- John Gabbay, emeritus professor (jg3{at}soton.ac.uk),
- Tom Walley, professor of clinical pharmacology
- Wessex Institute for Health Research and Development, University of Southampton, Southampton SO16 7PX
- Departmentt of Pharmacology and Therapeutics, University of Liverpool, Liverpool L69 3GF
Throughout the world, healthcare innovations have put pressure on limited resources while governments and patients have demanded top quality, yet cost effective, services. This makes it increasingly difficult for anyone who plans, provides, or receives health services to judge which intervention to use—what works, how well, at what cost, for whom, in what circumstances, and with what impact? Health technology assessment (HTA) is a multidisciplinary specialty whose purpose is to bring together the evidence to answer those questions.1 It boasts a thriving international scientific society (Health Technology Assessment International; www.htai.org) and a global network of more than 40 public sector agencies (International Network of Agencies for Health Technology Assessment; www.inahta.org). It evaluates the costs, effectiveness, and sometimes the wider impact of any intervention used in the care of patients, including medicines, devices, techniques, and skills. In the UK, for example, the HTA programme (www.ncchta.org) has produced more than 300 reports that have had an impact on services, including novel research as well as syntheses of evidence on cost effectiveness on topics ranging from left ventricular assist devices to isolation procedures for containing Staphylococcus aureus.2–5 It also provides much of the evidence base for the guidance which the National Institute for Health and Clinical Excellence (NICE) provides for the NHS.6
As the bridge between science and policy, HTA examines effectiveness and cost effectiveness in the real world, rather than efficacy in rigidly controlled trials. In the United Kingdom a distinction has emerged between assessment—the supposedly objective scientific summation of evidence about effectiveness—and appraisal, which is a value based judgement made by policy makers such as NICE, who must also consider the ethical, organisational, political, and social impact of technologies. Health technology assessors in many other countries, however, incorporate wider views about relative priority, equity, acceptability and feasibility in their assessments.
Three articles in this issue (pp 107, 109, 112) illustrate just why the assessment and appraisal of health technology is increasingly in demand.7–9 They also show its difficulties and constraints. The social processes of diffusion can turn “technology creep” into widespread practice before health technology assessors can even define, let alone evaluate, new healthcare interventions; but those same processes can result in important developments being ignored or under-resourced.9 The trio of articles highlights too how conflicting interests with deeply held values inevitably affect every stage of healthcare innovation. From their early development, through trials and evaluations to policy formulation and practical implementation, new interventions are fought over—often in the full glare of the media—by bodies as disparate as manufacturing industry, patient groups, politicians, insurers, professional bodies, service providers, clinicians, and of course patients.
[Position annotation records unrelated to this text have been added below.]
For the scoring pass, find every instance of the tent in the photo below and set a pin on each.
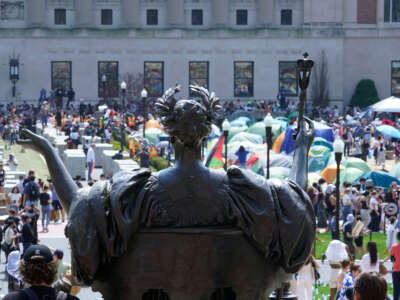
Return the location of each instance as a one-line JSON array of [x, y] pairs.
[[389, 131], [391, 104], [329, 173], [353, 162], [380, 178], [321, 130], [245, 136], [395, 171]]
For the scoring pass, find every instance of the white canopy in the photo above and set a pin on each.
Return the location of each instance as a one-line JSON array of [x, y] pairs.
[[391, 104]]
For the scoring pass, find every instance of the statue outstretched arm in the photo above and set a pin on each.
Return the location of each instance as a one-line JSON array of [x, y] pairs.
[[304, 139], [65, 187]]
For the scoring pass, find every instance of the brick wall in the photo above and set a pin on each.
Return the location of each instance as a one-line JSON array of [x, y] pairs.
[[366, 12]]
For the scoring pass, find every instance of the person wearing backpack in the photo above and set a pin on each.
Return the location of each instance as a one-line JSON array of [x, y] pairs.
[[39, 270], [31, 192]]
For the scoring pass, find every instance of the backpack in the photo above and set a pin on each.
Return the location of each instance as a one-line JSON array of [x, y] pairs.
[[33, 191], [32, 295]]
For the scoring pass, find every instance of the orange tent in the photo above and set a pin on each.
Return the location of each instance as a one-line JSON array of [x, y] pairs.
[[276, 147], [153, 124], [329, 173]]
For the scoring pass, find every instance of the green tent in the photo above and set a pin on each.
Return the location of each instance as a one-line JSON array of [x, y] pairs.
[[357, 163], [279, 173], [235, 130], [319, 151], [350, 175]]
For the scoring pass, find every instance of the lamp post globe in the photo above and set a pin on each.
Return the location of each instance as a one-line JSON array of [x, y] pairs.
[[338, 148], [268, 121], [226, 127]]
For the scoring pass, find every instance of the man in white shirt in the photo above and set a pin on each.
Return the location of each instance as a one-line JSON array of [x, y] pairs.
[[90, 159]]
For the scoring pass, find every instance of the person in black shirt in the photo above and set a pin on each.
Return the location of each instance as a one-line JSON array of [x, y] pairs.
[[39, 270]]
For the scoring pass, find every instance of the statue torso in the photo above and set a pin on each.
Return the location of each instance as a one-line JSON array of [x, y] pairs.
[[188, 200]]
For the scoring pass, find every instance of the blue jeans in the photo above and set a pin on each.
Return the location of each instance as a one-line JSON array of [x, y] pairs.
[[46, 210], [90, 170], [396, 285]]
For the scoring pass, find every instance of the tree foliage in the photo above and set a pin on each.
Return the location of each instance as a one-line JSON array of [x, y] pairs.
[[365, 94]]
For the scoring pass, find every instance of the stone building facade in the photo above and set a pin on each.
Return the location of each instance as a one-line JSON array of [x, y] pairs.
[[241, 49]]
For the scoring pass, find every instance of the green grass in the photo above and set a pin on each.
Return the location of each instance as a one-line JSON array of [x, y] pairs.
[[379, 238]]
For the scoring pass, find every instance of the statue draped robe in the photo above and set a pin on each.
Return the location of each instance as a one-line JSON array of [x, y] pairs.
[[276, 216]]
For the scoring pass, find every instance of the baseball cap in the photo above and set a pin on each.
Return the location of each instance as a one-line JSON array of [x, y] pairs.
[[38, 254]]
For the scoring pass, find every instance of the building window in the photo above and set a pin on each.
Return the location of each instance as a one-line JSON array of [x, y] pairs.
[[244, 72], [110, 87], [197, 17], [60, 16], [61, 75], [154, 78], [288, 78], [241, 17], [396, 78], [286, 17], [152, 17], [198, 74], [106, 17], [392, 11]]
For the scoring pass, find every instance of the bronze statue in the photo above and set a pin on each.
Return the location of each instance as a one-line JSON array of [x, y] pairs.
[[187, 232]]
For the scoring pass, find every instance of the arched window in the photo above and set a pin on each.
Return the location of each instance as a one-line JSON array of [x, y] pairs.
[[154, 294], [223, 294]]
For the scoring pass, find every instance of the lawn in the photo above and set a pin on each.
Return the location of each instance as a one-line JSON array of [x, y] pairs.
[[379, 238]]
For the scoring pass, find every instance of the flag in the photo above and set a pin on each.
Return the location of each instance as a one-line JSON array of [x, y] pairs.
[[215, 159]]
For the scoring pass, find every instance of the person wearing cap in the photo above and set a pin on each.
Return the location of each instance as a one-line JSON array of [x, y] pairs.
[[38, 269]]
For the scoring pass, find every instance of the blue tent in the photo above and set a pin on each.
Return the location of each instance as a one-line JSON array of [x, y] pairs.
[[321, 130], [380, 178]]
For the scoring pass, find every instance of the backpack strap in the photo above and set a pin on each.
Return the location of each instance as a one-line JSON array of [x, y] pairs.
[[31, 294], [62, 296]]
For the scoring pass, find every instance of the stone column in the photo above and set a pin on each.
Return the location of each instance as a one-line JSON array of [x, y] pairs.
[[220, 10], [37, 12], [350, 11], [307, 11], [84, 13], [380, 12], [265, 12], [130, 13], [176, 12]]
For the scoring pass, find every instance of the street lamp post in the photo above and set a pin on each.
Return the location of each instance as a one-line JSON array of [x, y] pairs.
[[338, 147], [226, 126], [144, 98], [122, 127], [268, 130], [14, 72], [104, 80]]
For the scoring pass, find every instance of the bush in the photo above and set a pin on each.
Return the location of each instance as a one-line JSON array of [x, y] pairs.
[[365, 94], [158, 163]]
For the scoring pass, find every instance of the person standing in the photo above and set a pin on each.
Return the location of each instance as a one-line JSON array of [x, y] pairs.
[[90, 159], [395, 258], [45, 203]]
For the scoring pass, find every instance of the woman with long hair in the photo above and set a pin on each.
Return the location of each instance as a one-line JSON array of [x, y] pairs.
[[370, 261]]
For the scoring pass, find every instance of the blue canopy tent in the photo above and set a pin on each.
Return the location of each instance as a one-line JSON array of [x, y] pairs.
[[321, 130], [380, 178]]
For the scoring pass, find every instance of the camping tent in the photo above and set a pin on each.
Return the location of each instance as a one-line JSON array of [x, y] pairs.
[[391, 104]]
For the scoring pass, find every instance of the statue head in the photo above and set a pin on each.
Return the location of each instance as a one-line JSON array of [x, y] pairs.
[[188, 121]]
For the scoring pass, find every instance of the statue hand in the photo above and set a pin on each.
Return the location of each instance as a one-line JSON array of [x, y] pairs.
[[32, 141]]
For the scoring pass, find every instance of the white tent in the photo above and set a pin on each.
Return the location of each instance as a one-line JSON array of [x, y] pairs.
[[391, 104]]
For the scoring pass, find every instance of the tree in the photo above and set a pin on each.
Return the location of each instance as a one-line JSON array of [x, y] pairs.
[[320, 83], [365, 94]]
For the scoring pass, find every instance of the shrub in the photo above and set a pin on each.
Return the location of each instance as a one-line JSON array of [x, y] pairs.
[[365, 94]]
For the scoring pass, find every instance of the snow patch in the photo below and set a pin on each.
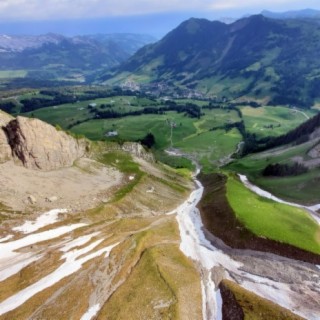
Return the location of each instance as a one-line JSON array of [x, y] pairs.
[[91, 312], [12, 262], [6, 238], [71, 265]]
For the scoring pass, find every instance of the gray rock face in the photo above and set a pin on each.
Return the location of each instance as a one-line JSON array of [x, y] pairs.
[[136, 149], [5, 150], [39, 145]]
However objective it tries to be, HTA is subject to these same social pressures. Moreover, its detailed epidemiological and economic analyses are often pitched into a highly political environment where decisions are overwhelmed by broader contextual considerations that receive little if any of the dispassionate methodical analysis afforded to the technical aspects of the intervention. For instance, drug eluting coronary stents were approved by NICE for use in perhaps 30% of coronary angioplasties, and even though this was already more than HTA suggested was appropriate, such stents have been used in as many as 70% of such procedures. Other examples include the controversies over drugs such as interferon beta for multiple sclerosis or trastuzumab (Herceptin) in early breast cancer.
The trade off between the need for rigour and generalisability on the one hand and context-specificity and immediacy on the other, means that HTA faces increasing challenges in delivering analyses that are scientifically robust yet relevant to policy. Methodological challenges fall into three areas.
First is the requirement to identify the technologies that most need assessing: drugs alone are introduced at a rate of almost one novel chemical entity per week. With limited resources for HTA which new surgical interventions should be assessed and at what stage of their development—neither so early as to waste effort on those that change or never take root, nor too late to avert a fad? The second challenge is a need to develop increasingly sophisticated methods for robust assessments of rapidly evolving technologies, of devices—which often have limited supportive evidence, and of programmes such as diagnostics and screening where clinical and cost effectiveness depend on a chain of diagnostic and therapeutic decisions.10 Changes in the organisation of service delivery also stretch conventional methods of clinical and economic evaluation such as trials and economic modelling, particularly if policy makers start to call also for assessments of the ethical and other wider aspects of technologies. Thirdly, there is the challenge of implementing HTA findings, which not only faces the usual problems of encouraging the uptake of research into practice but also relies deeply on the nature of the healthcare system and is exceptionally vulnerable to pressure from interested groups.
Technological innovations drive modern health care at an accelerating pace.11 Researchers in HTA must provide robust, relevant, and accessible assessments, and practitioners, patients, and policy makers must engage in that process and use the results. On the evidence of the three papers in this issue, there is still a long way to go.